Regulatory Lead, Marketed products

The Global Regulatory Affairs Lead (Oncology – Marketed Products) is responsible for developing and executing EU regulatory strategies to support the lifecycle management of marketed oncology products. This role provides strategic and operational regulatory leadership across Europe, ensuring continued compliance, label optimization, and product maintenance in alignment with business objectives and evolving regulatory requirements.

The successful candidate will serve as the primary global regulatory point of contact for assigned oncology products, partnering cross-functionally with regional affiliates, clinical development, safety, medical affairs, and commercial teams to ensure that regulatory deliverables are met and that patient access is maintained worldwide.
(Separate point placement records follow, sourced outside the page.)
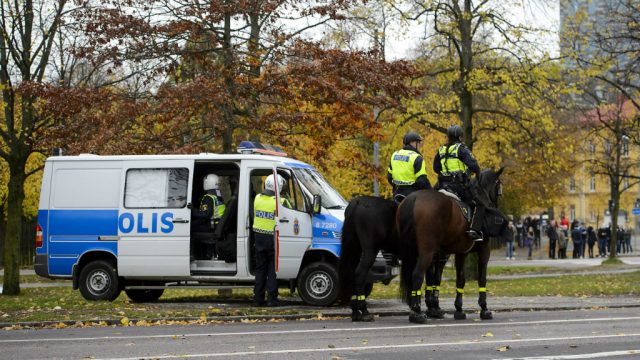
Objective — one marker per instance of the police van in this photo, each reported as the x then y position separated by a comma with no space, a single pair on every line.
113,223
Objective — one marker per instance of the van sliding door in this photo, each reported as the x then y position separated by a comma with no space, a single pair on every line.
154,220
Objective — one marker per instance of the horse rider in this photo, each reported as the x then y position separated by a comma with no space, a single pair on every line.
452,163
407,172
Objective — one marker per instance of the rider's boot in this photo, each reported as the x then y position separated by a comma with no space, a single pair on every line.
476,223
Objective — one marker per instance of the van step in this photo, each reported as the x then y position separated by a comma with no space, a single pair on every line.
191,286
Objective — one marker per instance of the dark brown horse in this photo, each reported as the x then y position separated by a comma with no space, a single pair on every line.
430,222
369,226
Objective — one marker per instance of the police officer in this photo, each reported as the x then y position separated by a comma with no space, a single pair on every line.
211,209
264,211
453,163
407,172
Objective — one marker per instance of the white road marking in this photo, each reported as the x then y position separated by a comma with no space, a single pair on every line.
361,348
325,330
579,356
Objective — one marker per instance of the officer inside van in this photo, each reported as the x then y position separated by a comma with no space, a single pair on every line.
211,209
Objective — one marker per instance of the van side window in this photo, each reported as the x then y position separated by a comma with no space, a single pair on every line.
156,188
292,190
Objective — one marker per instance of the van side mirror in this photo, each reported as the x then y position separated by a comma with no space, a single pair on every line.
317,204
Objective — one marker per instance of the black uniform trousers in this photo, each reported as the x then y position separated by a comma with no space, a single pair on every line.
265,268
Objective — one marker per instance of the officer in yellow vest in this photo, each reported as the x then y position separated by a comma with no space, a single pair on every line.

• Lead global regulatory strategies for marketed oncology products, including variations, line extensions, labeling updates, and post-approval commitments.
• Provide strategic input into lifecycle planning, including risk assessments and regulatory intelligence for oncology indications.
• Serve as the global regulatory representative on cross-functional product teams, driving regulatory excellence and proactive compliance.

• Monitor and interpret global oncology regulatory trends, guidelines, and legislation impacting marketed products.
• Ensure ongoing compliance with global regulatory requirements and internal SOPs.
• Drive continuous improvement in regulatory processes, systems, and cross-functional collaboration.

• Build and maintain strong partnerships with internal stakeholders (e.g., Quality, CMC, Medical Affairs, Commercial) and external partners (e.g., regulatory consultants, alliance partners).
• Provide expert regulatory advice to senior management on potential impacts of regulatory changes and opportunities for optimization.

Education:

• Advanced degree in life sciences, pharmacy, or a related discipline (PhD, Pharm
  
  D, or MSc preferred).

Experience:

• Minimum 8–10 years of experience in regulatory affairs within the pharmaceutical or biotechnology industry.
• Strong knowledge of EU regulatory frameworks and oncology drug development lifecycle.
• Proven track record of successful regulatory submissions and interactions with major Health Authorities.

Skills and

Competencies:

• Strategic thinker with ability to balance scientific, technical, and business perspectives.
• Excellent leadership, communication, and negotiation skills.
• Ability to manage multiple complex projects across geographies and time zones.
• Strong analytical, organizational, and problem-solving abilities.
• High level of integrity, accountability, and cross-functional collaboration.